Les menaces à la sécurité régionale, qui incluent un accord de paix provisoire dans la lutte pour le Haut-Karabakh – la Turquie soutient l’Azerbaïdjan, tandis que la Russie est intervenue pour sauver l’Arménie – signifient que tout gouvernement turc voudrait une relation de travail équilibrée avec la Russie, a déclaré Sinan Ulgen, directeur de l’EDAM. , une institution de recherche turque.
« La Turquie a besoin d’un partenariat diplomatique avec la Russie dans notre voisinage, étant donné les zones de crise comme la Syrie ou le Haut-Karabakh, elle n’a donc pas le luxe d’isoler la Russie », a déclaré M. Ulgen.
La capacité de M. Erdogan à réunir les ministres des Affaires étrangères russe et ukrainien et à négocier l’accord pour faire sortir le grain ukrainien (et russe) de la mer Noire bloquée « valide l’approche équilibrée de la Turquie envers la Russie », a déclaré M. Ulgen. « La Turquie a été pro-Ukraine sans être anti-Russie. »
Les responsables turcs, a-t-il dit, « sont également conscients de la mince ligne entre ne pas appliquer les sanctions et donner l’impression ou agir comme le pays qui aide la Russie à échapper aux sanctions ».
La relation Poutine-Erdogan est étrange, les deux pays « coopérant ouvertement mais menant également des guerres par procuration » en Syrie et en Libye, tandis que la Turquie a besoin de l’accord de la Russie pour poursuivre les Kurdes syriens et préserver le cessez-le-feu entre l’Arménie et l’Azerbaïdjan, a déclaré Mme Aydintasbas.

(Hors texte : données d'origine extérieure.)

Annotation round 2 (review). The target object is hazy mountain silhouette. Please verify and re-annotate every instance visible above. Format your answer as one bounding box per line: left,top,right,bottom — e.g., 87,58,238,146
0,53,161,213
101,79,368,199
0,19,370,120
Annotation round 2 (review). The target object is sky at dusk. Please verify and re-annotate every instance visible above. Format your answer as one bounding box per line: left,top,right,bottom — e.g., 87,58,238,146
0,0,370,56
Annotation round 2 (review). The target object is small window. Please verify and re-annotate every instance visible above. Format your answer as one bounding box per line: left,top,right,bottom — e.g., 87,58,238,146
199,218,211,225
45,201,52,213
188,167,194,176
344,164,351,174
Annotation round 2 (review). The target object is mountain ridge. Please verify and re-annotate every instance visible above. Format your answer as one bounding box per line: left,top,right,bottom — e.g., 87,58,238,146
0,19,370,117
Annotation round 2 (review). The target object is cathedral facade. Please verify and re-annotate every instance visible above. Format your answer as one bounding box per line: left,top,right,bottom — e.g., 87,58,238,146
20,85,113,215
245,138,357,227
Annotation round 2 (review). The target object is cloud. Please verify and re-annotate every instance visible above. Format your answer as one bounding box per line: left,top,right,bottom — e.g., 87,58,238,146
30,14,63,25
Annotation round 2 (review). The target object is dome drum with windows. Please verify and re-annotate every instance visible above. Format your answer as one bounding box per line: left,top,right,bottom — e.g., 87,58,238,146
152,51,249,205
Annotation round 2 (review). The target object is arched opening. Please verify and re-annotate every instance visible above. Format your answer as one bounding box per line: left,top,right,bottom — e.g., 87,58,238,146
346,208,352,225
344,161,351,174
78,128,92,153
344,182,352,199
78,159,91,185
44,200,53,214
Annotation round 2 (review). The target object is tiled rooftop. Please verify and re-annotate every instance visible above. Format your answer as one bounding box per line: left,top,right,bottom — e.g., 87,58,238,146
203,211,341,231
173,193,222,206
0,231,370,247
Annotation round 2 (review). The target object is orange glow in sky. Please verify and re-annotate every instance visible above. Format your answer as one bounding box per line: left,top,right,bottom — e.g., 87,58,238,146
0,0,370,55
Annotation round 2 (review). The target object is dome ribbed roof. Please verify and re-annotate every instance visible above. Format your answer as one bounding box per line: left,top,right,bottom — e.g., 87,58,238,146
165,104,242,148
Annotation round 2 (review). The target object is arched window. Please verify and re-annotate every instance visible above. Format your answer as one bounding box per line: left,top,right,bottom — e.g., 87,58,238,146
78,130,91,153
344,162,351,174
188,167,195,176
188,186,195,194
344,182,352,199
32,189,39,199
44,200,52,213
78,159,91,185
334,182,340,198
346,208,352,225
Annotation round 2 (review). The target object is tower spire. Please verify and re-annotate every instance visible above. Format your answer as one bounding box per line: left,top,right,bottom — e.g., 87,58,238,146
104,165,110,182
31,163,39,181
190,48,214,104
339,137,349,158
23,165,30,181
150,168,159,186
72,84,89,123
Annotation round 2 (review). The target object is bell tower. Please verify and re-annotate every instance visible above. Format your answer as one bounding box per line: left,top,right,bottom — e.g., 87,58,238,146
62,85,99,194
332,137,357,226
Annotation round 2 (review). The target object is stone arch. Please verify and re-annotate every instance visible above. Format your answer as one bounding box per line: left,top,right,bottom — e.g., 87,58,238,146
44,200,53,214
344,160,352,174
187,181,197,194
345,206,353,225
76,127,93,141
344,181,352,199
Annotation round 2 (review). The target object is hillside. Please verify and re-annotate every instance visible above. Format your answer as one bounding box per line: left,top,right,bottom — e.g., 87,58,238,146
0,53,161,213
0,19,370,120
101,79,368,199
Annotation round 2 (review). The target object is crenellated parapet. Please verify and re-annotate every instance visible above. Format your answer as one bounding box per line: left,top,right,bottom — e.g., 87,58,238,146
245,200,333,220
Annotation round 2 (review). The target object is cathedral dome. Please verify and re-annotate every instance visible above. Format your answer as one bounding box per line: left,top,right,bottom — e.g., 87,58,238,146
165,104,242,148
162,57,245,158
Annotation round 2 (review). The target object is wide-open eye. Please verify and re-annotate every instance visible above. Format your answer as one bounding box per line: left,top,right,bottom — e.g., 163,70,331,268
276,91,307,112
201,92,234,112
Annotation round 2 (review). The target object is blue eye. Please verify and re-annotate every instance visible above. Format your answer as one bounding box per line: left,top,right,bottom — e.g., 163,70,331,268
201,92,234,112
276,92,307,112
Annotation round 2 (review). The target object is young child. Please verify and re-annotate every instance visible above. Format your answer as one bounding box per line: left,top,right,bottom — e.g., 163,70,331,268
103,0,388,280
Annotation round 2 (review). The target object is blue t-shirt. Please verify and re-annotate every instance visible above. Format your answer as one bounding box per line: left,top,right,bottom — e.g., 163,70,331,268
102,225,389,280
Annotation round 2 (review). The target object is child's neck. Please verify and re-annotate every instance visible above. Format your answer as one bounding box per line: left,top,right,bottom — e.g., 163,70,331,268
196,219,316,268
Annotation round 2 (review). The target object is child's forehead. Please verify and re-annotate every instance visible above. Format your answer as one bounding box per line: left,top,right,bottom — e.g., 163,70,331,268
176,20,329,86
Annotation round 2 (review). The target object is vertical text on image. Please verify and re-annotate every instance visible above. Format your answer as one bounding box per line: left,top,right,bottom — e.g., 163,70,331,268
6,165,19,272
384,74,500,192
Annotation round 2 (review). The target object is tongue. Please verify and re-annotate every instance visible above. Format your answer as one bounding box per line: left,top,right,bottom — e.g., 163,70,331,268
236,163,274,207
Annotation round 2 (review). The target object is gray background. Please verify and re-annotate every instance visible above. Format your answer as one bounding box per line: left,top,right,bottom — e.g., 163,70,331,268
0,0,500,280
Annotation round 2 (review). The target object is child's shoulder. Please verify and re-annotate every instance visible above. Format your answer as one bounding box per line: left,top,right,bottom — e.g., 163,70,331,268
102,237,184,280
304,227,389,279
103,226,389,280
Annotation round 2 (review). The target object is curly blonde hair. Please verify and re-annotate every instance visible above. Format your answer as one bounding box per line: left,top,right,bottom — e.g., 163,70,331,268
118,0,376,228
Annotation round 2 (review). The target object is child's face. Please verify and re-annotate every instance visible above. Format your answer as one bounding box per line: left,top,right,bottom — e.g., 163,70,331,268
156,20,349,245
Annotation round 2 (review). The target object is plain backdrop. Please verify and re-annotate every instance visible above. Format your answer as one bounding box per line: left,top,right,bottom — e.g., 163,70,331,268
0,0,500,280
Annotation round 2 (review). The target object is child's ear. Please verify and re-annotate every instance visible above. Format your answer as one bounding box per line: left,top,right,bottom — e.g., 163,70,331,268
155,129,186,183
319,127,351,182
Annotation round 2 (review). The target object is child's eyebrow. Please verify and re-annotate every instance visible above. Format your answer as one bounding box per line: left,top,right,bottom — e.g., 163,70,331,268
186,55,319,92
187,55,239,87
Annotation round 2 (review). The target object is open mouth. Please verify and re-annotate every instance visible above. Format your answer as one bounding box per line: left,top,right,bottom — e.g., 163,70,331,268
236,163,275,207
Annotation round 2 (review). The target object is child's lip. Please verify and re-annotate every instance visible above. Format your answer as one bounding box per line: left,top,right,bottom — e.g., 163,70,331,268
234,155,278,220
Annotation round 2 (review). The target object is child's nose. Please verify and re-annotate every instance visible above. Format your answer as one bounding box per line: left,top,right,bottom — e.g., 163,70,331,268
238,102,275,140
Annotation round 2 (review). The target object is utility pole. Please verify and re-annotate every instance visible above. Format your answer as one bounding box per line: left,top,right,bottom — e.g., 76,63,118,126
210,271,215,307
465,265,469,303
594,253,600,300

« Personne à Ankara n’est heureux que la Russie contrôle des parties du flanc nord de la Turquie sur la mer Noire et des parties de son flanc sud avec la Syrie, mais ils comprennent qu’ils doivent négocier une relation avec la Russie et établir un modus vivendi », a-t-elle déclaré. « La seule alternative est de se battre. »
De retour vendredi de sa rencontre avec M. Poutine à Sotchi, M. Erdogan a déclaré aux journalistes : « M. Poutine a une attitude juste envers la Turquie.
Il a ajouté : « La compréhension mutuelle que nous avons bâtie avec M. Poutine sur la confiance et le respect assure nos relations.
Le reportage a été fourni par Carlotta Gall à Kyiv, en Ukraine, et Nimet Kirac à Istanbul.